Materials handling business: ISM manufacturing report shows continued growth
Although the numbers are not quite as strong as the previous month, the economic recovery appears to be on solid footing, according the May manufacturing report from the Institute of Supply Management.
The index the ISM uses to measure the sector, or PMI, came in at 59.7 percent in May, down from 60.4 percent in April. Any reading that is 50 or better represents economic growth. May represents the tenth consecutive month that the PMI has eclipsed 50, with the overall economy has been on a growth track for 13 straight months. Annually, it is significantly higher than the 40 percent PMI from May 2009.
Norbert J. Ore, the chair of the ISM’s Manufacturing Business Survey Committee, said in a statement that the rate of growth as indicated by the PMI is driven by the continued strength in new orders and production. New orders matched April’s output at 65.7 percent, and production was nearly even with April, down 0.3 percent at 66.6 percent. Ore added that employment continues to grow, with manufacturers adding to payrolls for six consecutive months. May employment was up 1.3 percent at 59.8.
And the ISM stated that 16 of the 18 manufacturing industries reported growth. Ore said in the past only ten or 12 industries were showing growth, explaining that this shows the recovery may be going in more directions.
“New orders and production were so close to [April] that I would not consider the difference to be anything but noise in the PMI,” said Ore. “It really says that April was a very good month, and May was almost in every respect as good as April was. And we are continuing a very strong trend that began when we saw things really picking up earlier in the year.”
Inventories—at 45.6 percent—were down 3.8 percent from April. Even though it is below 50 percent, the ISM notes that an Inventories index exceeding 42.6 percent is consistent with expansion in the Bureau of Economic Analysis’ figures on overall manufacturing inventories.
This number inventory growth is still occurring, which Ore said is positive, as long as it is not excessive.
“I always look at the inventory-to-sales ratio…as sales improve, you obviously want to see inventories getting higher also in order to support higher levels of sales,” said Ore.
Ore said a way of checking on the overall health of inventories is to take the reading for new orders at 65.7 and subtract the inventories index from that at 45.6, which is 20.1 percentage points higher that orders are growing faster than inventories. This, according to Ore, is very positive and indicates that manufacturing is operating closer to capacity.
But if the difference between new orders and inventories was in the neighborhood of 10 percent, Ore said there would be more concern. But a difference of 20 indicates new orders are very strong, and inventories are trying to catch up.

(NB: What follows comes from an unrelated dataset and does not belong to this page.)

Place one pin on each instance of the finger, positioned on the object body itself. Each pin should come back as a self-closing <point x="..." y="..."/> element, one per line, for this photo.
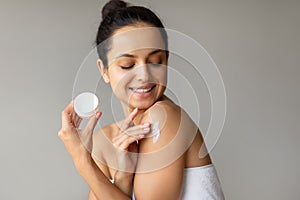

Even though the ISM PMI has been strong for s sustained period, there are other indices—such as employment growth—that suggest more needs to occur for the economy to truly rebound. When asked what needs to occur for other indices to demonstrate growth, Ore commented that the manufacturing sector represents about 12 percent of GDP on an expenditure basis.
And if the rest of the economy were growing at a similar rate the GDP would be growing at an annual rate of about 6 percent, according to Ore.
“The problem is the services sector, which is significantly [larger] than manufacturing, and the segment of small business, which does overlap with the services sector, are barely growing,” said Ore. “The problem is those are the biggest job creators, and until we see those pickup and see significant growth—and we will see it in the services sector for large services sooner than small businesses, which have been hurt terribly.”
Ore cites a lack or directed public policy as the reason small businesses are hurting. And the sectors where growth is much smaller (less than 2 percent) are the ones that continue to have the hardest time.